Tuesday, December 21, 2010

Good Ol' Mr.A

Have you ever known anyone who always says what they want, not knowing it probably offends most of the world?  They don't mean to be rude, it's just their honest, crazy opinion.  In grade 9 we had an English teacher that was exactly like that.  What he said was so hilarious and uncalled for that we decided to write down everything that he said.  This page is dedicated to Mr. A and the crazy things he said.

"She looked like she was a day younger than Jesus."

"You know when you have dried up fruit?  Yeah, that's her face."

"This fat kid, he just looked like a rat.. so we called him Ratso."

"She kicked me in the shins and stole my ice-cream!"

"Ohhh.. she was ugly!  She was so ugly that when she walked down the street, dogs growled.. and squirrels hissed!"

"When I was a boy, we used to go up to girls and say 'Let your Tootsies roll!'"

Saturday, December 4, 2010

Part 1 of the Movie Shenanigans

It is a known fact to all of our friends, that when it comes to going out to the movies, we have the worst history ever.Yet we still go. It's not that we don't enjoy movies, we are just incapable of seeing them in public. Each time we think we will be better. We won't stand out. We will all have a nice time.


      Despite these resolutions we stick out like healthy bars in a candy aisle. We have done everything in a theater from nearly suffocating to fighting  with the ticket booth vendor to hysterical fits of uncontrollable laughter during dramas.  I think we had a death wish.



        It all started when we went to see Benjamin Button a few years back. We were a little bit early  for the show so we decided to go into Dollarama to get snacks. Of course, you are not allowed to bring snacks into a movie, but who doesn't do that? We made our way to the candy aisle. We were discussing where we should hide the candy, when Mikhaila got confused and started shoving the candy into her jacket in plain view of the check-out counter. Luckily nobody saw her and we bought the candy at  the front desk.Now that it was almost time for the movie to start we hobbled our way over to the  theatre with our winter jackets nearly over-flowing with candy.






        When we got in the line-up we joked about them asking us to open our jackets, and all the candy would fall all over the floor. 



        We were laughing and cheerful,waiting impatiently for our tickets and then...



        Say what!? Nowhere on the web did Benjamin Button say 14A! We had made sure it was PG13. Which is  why none of us brought any I.D...:( *sadface*

        We crossed the parking lot and sat glumily in dairy queen, while I called my dad to come pick us up. He didn't understand why it was 14A either because he had checked on the web aswell. When he got  there he interogated the ticket booth vender about the rating, then eventually I think he talked to the manager. In the end they were wrong. It was PG13. They had simply put up the wrong rating. So we did end up going to see the movie, and we only missed the first ten minutes.
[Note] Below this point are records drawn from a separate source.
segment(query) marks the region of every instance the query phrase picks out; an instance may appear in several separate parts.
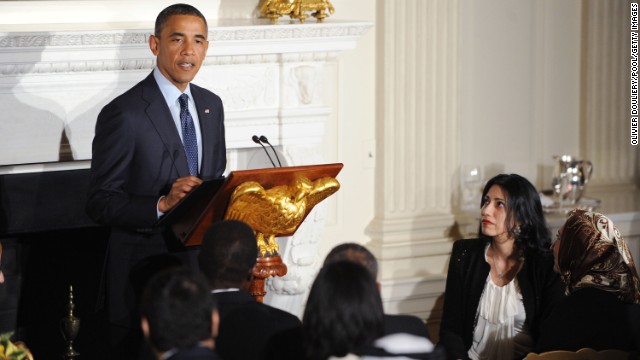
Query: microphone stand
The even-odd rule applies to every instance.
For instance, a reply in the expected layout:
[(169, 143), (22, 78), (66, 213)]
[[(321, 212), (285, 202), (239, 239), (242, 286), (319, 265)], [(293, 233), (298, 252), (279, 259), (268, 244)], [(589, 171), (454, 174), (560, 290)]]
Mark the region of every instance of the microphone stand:
[[(262, 146), (262, 148), (264, 149), (265, 154), (267, 154), (267, 157), (269, 158), (269, 161), (271, 161), (271, 165), (273, 165), (273, 167), (276, 167), (276, 163), (273, 162), (273, 159), (271, 158), (271, 155), (269, 155), (269, 151), (267, 150), (267, 148), (262, 144), (262, 142), (260, 142), (260, 138), (257, 135), (253, 135), (251, 140), (253, 140), (254, 143), (260, 144), (260, 146)], [(280, 162), (280, 161), (278, 160), (278, 162)]]
[(276, 156), (276, 159), (278, 160), (278, 165), (280, 165), (280, 167), (282, 167), (282, 163), (280, 162), (280, 157), (278, 156), (278, 153), (276, 152), (276, 149), (273, 148), (273, 146), (271, 145), (271, 143), (269, 142), (267, 137), (264, 136), (264, 135), (261, 135), (260, 136), (260, 141), (262, 141), (263, 143), (266, 143), (267, 145), (269, 145), (269, 147), (271, 148), (271, 151), (273, 151), (273, 154)]

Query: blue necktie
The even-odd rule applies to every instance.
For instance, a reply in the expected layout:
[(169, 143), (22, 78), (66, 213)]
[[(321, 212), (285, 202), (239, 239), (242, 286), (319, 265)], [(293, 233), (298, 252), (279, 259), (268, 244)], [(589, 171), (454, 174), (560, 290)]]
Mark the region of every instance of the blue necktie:
[(180, 102), (180, 125), (182, 127), (182, 142), (184, 152), (187, 154), (187, 164), (189, 164), (189, 175), (198, 176), (198, 138), (196, 137), (196, 127), (193, 125), (193, 118), (189, 113), (189, 96), (182, 94), (178, 98)]

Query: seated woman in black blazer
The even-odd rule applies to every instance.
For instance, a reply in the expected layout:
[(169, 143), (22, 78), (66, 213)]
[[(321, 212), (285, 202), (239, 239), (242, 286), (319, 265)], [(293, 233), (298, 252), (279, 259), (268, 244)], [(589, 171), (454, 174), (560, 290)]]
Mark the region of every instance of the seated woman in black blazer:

The movie theater people were generally unsympathetic, which was annoying, but my dad had kind of caused a scene. Either way we enjoyed ourselves that night. Little did we know this would be the start of the bad luck movie curse that we haven't been able to shake till this day... to be continued.


          Sunday, November 28, 2010

          Super Spies

          Did you ever have a moment in childhood where you became a super awesome detective?


          In grade seven, me and two friends were coming from the bathroom.  We were walking back to our class, and in the hallway we see our friend "Potato Sack" walking with one hand behind his back.  We wave and he waves back, but he look suspicious.


          When he passes us we look back and see that he has my bottle of Gatorade.  We started to question whether "Potato Sack" was really our friend or not.

          We waited for him to come back into the class.
           When he returned it was time for us to investigate.  Since our school was fairly small and had only two hallways, this was easy.  One of my friends showed us where he usually went after school.

          We go into the room, where there is a pop machine, a freezer and tons of other useless things.  We all thought there's only one place it could be if it's in here.

          So we reached in to the machine slot where the drinks come out and....

          We found my Gatorade!!!

          After that we became the best super spies you could ever have imagined and we continued to save the world from injustice.

          Saturday, November 27, 2010

          Why people should have cellphones

          Have you ever been in a situation where, if you didn't have a cellphone, you would basically be screwed?  Well here's a true story about a friend of ours that may make all of you non-cellphone users reconsider getting a cellular device.

          She was driving to work on a nice beautiful day...

          Then things turned to shit.

          Her car broke down and she had no choice but to leave it behind and look for help.
          She was really optimistic going towards the first house she saw...

          There was no answer.

          She was starting to lose hope when the second house she went to had no answer too.

          Luckily a kind old lady opened the door at the third house and offered her some cookies and milk.

          She tried to hold it together....


          But she had no dignity left.

          This is for all of you non-believers out there that think they can make it through life without a cellphone.  The proven fact is that you can't.